I am trying to use category_encoders.TargetEncoder to encode a categorical feature. My target variable is a continuous number. However, the output from the target encoder is very strange and I could not interpret it. Could someone give me a hint on what is happening?
Here is my toy code.
from category_encoders import TargetEncoder
df = pd.DataFrame(['A', 'B', 'C', 'D', 'E', 'F', 'F', 'F', 'G', 'G', 'G'], columns=['cat'])

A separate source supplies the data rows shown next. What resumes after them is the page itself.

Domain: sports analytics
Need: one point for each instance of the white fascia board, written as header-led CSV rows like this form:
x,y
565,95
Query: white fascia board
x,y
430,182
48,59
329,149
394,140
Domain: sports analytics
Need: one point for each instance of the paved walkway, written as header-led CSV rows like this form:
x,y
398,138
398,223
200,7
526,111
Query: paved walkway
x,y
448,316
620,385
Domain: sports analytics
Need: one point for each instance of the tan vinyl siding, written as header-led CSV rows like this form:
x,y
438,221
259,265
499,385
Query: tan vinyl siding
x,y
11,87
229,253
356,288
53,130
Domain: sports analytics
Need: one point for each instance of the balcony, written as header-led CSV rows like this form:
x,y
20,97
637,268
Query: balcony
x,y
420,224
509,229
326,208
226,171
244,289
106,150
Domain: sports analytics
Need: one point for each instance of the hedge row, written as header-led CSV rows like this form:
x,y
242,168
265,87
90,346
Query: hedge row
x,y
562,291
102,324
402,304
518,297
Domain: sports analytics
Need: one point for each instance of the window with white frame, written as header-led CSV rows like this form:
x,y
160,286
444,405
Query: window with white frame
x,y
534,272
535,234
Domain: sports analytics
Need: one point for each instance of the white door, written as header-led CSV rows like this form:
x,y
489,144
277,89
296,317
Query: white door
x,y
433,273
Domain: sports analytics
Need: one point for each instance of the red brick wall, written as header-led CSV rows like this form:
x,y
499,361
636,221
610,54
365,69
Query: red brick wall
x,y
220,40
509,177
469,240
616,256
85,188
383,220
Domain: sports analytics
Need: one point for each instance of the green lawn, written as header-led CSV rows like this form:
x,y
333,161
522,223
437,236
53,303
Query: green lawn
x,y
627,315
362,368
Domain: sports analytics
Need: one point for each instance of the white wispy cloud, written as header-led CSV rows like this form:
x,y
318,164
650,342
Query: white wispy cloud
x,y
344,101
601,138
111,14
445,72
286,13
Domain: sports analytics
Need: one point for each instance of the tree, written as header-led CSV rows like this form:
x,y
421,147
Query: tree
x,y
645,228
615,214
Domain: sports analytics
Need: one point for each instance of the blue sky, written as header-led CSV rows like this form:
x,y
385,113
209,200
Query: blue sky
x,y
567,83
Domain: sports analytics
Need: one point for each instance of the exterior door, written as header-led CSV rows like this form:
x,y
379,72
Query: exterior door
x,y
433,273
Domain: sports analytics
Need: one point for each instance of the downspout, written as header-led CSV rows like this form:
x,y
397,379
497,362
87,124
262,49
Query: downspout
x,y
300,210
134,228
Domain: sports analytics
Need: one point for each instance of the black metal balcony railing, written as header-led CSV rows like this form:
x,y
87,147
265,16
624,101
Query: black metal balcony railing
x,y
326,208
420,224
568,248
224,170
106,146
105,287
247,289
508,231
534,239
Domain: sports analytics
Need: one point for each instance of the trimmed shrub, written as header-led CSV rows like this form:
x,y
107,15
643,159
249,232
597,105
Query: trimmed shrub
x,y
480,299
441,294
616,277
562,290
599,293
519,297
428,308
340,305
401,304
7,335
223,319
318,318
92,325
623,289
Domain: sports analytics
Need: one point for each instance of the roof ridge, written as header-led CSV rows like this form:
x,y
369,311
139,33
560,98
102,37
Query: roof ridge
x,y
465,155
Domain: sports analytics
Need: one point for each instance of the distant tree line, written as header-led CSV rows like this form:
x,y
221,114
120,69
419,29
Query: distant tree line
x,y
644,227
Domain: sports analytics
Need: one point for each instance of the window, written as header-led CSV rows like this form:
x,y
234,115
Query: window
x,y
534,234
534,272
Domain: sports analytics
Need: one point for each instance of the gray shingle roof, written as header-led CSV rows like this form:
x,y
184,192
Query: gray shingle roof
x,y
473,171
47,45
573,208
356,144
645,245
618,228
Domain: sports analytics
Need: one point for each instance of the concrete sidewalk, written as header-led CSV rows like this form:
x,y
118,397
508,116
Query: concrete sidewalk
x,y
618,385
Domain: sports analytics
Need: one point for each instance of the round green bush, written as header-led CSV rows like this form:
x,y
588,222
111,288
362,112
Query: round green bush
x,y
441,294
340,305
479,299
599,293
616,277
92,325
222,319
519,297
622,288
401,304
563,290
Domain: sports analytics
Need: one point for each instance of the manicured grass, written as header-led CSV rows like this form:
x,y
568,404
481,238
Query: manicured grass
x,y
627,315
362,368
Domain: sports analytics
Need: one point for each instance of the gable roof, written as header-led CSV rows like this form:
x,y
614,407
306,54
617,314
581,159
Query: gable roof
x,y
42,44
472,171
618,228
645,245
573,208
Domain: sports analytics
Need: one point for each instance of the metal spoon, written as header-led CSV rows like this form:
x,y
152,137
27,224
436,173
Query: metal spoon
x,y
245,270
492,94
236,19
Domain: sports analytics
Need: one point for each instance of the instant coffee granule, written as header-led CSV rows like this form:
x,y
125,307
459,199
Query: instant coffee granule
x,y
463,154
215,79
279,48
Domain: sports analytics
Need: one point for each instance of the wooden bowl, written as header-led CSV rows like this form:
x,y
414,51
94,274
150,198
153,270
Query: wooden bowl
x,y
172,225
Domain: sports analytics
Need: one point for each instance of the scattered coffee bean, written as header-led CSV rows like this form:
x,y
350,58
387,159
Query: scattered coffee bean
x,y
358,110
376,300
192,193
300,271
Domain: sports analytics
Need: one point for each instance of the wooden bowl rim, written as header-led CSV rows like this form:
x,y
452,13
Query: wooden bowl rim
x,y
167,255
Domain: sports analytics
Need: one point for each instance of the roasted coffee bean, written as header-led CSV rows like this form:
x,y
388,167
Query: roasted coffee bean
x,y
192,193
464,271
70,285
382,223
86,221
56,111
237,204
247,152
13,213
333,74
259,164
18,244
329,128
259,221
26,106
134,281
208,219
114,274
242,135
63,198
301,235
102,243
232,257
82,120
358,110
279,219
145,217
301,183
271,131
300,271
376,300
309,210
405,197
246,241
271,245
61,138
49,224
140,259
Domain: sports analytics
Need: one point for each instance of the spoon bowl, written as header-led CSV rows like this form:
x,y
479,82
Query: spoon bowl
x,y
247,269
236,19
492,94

df['target'] = [921, 921, 3.5, 280, 0, 3.5, 3.5, 3.5, 200, 200, 200]
now df looks like
cat target
0 A 921.0
1 B 921.0
2 C 3.5
3 D 280.0
4 E 0.0
5 F 3.5
6 F 3.5
7 F 3.5
8 G 200.0
9 G 200.0
10 G 200.0
Then I ran the encoder as:
encoder = TargetEncoder()
df['encoded'] = encoder.fit_transform(df["cat"], df['target'])
any here is my output
cat target encoded
0 A 921.0 248.727273
1 B 921.0 248.727273
2 C 3.5 248.727273
3 D 280.0 248.727273
4 E 0.0 248.727273
5 F 3.5 32.731807
6 F 3.5 32.731807
7 F 3.5 32.731807
8 G 200.0 205.808433
9 G 200.0 205.808433
10 G 200.0 205.808433
What I don't understand is that, for categories with 1 value in it, (e.g., category 'A' to 'E'), the encoder doesn't seem to differentiate the target value differences. Is that by design?